He looked around at the scene unfolding beneath him… and then paused, as a sudden realization took him. He froze in panic.

Where was the toe-monster?

A chill ran up Bim’s leg-part just then. Very faintly, he heard a hissing behind him; a hiss, followed by a scratching sound.

A scratch like far-too-long toenails scuffing against concrete.

Bim turned, and to his everlasting horror, there was Toebiter the ghoul. Lumbering slowly toward him, prowling on all fours like a jungle cat. His fang-filled mouth was twisted into a sadistic grin; his cruel yellow eyes aglow with a joy born from Biminberrick’s sheer terror.
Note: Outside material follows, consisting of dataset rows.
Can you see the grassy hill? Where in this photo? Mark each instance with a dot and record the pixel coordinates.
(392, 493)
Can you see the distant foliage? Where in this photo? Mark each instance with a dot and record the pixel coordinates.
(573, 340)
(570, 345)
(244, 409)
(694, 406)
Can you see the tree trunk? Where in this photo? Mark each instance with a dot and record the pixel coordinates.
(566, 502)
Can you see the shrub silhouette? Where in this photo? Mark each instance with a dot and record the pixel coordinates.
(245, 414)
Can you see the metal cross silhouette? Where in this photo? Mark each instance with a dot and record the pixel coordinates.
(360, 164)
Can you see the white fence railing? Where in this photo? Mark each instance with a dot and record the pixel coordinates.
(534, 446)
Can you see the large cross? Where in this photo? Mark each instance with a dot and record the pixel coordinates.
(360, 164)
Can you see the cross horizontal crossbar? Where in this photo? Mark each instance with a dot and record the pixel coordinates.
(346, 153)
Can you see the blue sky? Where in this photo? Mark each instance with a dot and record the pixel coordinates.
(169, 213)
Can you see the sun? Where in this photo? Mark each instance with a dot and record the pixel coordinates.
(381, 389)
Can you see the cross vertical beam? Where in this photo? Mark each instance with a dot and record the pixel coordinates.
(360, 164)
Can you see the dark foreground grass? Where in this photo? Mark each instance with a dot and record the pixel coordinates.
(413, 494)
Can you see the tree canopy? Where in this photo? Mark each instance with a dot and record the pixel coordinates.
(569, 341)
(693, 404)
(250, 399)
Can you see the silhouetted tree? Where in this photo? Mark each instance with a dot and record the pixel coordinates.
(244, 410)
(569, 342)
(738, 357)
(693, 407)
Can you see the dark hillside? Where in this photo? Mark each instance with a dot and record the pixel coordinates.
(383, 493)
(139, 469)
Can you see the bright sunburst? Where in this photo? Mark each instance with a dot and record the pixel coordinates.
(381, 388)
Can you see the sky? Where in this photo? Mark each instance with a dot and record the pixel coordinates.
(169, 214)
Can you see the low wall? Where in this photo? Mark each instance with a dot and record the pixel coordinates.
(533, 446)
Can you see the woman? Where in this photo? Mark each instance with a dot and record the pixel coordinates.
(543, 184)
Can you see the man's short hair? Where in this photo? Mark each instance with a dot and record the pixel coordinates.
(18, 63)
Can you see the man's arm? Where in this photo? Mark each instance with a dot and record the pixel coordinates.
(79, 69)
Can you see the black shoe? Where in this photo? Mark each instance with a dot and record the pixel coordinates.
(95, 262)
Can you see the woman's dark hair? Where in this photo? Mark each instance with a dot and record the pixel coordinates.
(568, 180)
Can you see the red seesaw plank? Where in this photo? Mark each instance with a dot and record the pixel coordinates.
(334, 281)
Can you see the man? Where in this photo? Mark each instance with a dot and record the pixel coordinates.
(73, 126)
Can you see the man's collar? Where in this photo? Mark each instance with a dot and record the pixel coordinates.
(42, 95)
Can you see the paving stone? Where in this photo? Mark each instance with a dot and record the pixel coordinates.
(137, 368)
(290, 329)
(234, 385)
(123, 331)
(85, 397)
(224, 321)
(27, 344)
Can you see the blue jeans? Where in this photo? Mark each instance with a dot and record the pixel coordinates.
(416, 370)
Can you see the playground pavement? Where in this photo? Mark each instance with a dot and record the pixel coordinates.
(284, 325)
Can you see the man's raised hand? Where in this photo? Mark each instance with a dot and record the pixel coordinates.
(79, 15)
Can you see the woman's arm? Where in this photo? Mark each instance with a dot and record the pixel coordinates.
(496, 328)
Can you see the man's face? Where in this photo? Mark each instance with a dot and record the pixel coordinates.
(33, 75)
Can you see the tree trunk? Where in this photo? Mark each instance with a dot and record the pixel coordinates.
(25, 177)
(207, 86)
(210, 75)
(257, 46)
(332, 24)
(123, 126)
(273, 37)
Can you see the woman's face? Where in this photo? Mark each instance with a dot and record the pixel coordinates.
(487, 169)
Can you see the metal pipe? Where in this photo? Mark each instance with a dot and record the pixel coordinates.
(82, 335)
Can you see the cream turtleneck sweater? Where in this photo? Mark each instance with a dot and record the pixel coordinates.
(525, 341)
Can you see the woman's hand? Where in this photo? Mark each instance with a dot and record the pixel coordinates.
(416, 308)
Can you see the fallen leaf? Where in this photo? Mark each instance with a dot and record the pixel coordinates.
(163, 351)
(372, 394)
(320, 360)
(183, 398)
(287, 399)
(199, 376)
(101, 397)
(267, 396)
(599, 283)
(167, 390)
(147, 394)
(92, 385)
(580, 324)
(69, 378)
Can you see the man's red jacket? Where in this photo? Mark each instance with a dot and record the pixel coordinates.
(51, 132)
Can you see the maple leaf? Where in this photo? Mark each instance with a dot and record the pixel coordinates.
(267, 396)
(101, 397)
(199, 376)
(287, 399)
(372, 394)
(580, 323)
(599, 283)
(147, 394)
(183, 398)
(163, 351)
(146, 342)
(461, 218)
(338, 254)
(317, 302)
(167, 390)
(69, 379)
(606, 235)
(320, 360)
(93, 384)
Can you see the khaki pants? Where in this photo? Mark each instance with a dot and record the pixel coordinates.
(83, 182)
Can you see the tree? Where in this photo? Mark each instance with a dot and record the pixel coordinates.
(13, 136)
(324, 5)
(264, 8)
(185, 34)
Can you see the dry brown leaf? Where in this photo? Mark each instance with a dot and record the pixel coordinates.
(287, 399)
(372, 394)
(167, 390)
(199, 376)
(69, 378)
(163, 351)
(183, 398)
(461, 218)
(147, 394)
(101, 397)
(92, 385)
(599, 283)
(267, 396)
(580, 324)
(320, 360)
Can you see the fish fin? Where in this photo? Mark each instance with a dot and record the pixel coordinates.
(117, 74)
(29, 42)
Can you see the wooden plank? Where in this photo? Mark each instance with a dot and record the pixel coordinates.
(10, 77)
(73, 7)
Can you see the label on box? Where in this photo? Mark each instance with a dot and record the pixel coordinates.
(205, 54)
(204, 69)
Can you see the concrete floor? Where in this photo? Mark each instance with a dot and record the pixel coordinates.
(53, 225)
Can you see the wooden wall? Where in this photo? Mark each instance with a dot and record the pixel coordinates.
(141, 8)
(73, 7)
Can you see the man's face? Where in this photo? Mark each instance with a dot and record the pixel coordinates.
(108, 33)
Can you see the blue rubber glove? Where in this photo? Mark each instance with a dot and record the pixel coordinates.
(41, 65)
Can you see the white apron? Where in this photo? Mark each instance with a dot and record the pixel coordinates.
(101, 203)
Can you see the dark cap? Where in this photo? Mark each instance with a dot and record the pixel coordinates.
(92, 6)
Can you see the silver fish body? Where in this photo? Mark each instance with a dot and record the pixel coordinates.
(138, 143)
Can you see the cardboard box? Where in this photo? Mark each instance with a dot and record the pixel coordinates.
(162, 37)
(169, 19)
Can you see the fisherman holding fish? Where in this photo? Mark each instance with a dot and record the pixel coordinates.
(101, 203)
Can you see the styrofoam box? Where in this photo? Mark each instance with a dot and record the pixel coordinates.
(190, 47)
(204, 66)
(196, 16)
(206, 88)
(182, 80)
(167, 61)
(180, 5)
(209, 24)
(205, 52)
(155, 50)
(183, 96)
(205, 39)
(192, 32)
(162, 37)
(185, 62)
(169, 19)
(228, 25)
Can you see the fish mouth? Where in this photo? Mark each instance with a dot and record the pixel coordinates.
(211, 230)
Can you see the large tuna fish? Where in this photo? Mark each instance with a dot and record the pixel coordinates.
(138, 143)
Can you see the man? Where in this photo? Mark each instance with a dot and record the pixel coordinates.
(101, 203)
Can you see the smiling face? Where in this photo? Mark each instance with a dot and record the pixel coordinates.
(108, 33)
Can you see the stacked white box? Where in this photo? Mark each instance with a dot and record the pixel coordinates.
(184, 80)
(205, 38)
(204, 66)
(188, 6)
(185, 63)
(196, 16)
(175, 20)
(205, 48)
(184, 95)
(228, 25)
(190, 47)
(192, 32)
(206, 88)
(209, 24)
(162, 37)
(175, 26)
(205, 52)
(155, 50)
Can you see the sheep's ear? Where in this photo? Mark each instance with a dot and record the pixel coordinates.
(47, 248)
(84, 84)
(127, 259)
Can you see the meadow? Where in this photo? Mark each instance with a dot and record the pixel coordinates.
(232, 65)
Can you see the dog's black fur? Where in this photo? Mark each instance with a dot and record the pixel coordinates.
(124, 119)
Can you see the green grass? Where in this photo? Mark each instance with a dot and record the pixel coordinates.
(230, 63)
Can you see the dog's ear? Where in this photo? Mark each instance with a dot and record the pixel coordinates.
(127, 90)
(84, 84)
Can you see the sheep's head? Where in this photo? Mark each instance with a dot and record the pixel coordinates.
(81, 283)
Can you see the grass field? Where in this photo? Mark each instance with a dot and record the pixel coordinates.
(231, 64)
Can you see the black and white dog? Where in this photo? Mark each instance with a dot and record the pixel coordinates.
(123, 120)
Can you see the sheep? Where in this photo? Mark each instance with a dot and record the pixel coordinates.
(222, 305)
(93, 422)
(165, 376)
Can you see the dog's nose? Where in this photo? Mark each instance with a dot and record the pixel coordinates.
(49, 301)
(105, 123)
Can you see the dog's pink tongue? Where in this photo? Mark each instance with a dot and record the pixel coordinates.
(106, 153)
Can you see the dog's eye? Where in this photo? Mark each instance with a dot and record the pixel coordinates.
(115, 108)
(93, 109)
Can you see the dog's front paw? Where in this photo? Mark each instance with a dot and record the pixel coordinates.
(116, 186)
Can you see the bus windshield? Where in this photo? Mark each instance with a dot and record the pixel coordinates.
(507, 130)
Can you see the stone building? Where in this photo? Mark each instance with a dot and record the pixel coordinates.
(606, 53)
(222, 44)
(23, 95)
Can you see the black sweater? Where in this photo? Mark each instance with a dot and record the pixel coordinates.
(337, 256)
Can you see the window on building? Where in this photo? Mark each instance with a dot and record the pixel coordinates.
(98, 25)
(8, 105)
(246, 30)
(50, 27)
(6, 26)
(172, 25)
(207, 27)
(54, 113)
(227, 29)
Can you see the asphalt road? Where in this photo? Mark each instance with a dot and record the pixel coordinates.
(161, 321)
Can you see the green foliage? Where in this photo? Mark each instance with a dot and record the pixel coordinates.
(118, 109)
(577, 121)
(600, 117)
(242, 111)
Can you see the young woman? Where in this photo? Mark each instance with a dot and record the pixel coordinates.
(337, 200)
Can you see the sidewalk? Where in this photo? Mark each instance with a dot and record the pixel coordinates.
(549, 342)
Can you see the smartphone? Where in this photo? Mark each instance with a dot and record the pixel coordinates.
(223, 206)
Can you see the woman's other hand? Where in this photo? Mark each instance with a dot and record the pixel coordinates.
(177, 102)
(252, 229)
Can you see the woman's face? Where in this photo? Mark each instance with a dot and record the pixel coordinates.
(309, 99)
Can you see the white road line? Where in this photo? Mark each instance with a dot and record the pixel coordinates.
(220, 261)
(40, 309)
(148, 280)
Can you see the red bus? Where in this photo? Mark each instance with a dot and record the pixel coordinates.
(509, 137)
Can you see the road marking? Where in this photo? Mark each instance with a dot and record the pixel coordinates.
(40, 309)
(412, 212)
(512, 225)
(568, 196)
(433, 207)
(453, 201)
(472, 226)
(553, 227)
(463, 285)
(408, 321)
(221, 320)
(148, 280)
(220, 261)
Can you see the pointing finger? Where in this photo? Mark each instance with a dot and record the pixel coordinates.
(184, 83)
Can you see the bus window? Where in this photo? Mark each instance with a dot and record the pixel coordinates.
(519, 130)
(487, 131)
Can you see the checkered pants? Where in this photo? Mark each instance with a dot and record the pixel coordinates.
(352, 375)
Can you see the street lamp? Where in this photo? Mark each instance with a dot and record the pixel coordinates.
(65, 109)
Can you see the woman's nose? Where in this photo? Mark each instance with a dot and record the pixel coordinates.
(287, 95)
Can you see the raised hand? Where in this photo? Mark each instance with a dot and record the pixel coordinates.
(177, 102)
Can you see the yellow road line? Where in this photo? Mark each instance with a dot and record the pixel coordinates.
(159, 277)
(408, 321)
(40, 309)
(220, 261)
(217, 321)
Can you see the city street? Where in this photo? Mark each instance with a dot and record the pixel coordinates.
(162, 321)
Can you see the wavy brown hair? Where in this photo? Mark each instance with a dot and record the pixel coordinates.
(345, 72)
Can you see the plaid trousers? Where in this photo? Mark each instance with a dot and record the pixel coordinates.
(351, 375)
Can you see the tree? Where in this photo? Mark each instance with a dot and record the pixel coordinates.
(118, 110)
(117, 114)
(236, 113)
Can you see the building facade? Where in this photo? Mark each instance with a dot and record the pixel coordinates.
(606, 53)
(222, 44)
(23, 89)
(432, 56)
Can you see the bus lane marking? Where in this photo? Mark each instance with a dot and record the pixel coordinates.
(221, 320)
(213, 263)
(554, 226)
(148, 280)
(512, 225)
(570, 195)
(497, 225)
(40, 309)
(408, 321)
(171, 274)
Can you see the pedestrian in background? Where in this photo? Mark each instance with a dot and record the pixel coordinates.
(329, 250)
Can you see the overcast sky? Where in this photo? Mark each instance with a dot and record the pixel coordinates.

His necklace of severed toes dangled from his neck as he loped about, a terrible portent of things to come.

“Meat…” Toebiter said, a line of green saliva dribbling off of his wet chin, as he flared his claw-tipped hands and made ready to pounce.

The earlier excursion down the darkened alleyway suggested that Toebiter – a feral, flesh-eating ghoul with a simian-like gait and an impressively lithe musculature – was much, much faster than Biminberrick – a griffin hand, whose entire body consisted of a single bird-like leg-and-talon, topped with a feather-covered mound of fleshy body-haunch.

This assessment, however, does not take into account the fact that, despite the alarming brevity of a griffin hand’s body plan, they do still possess a very functional endocrine system, complete with adrenal glands that are frequently triggered by the creature’s sometimes-overactive flight-from-danger instinct.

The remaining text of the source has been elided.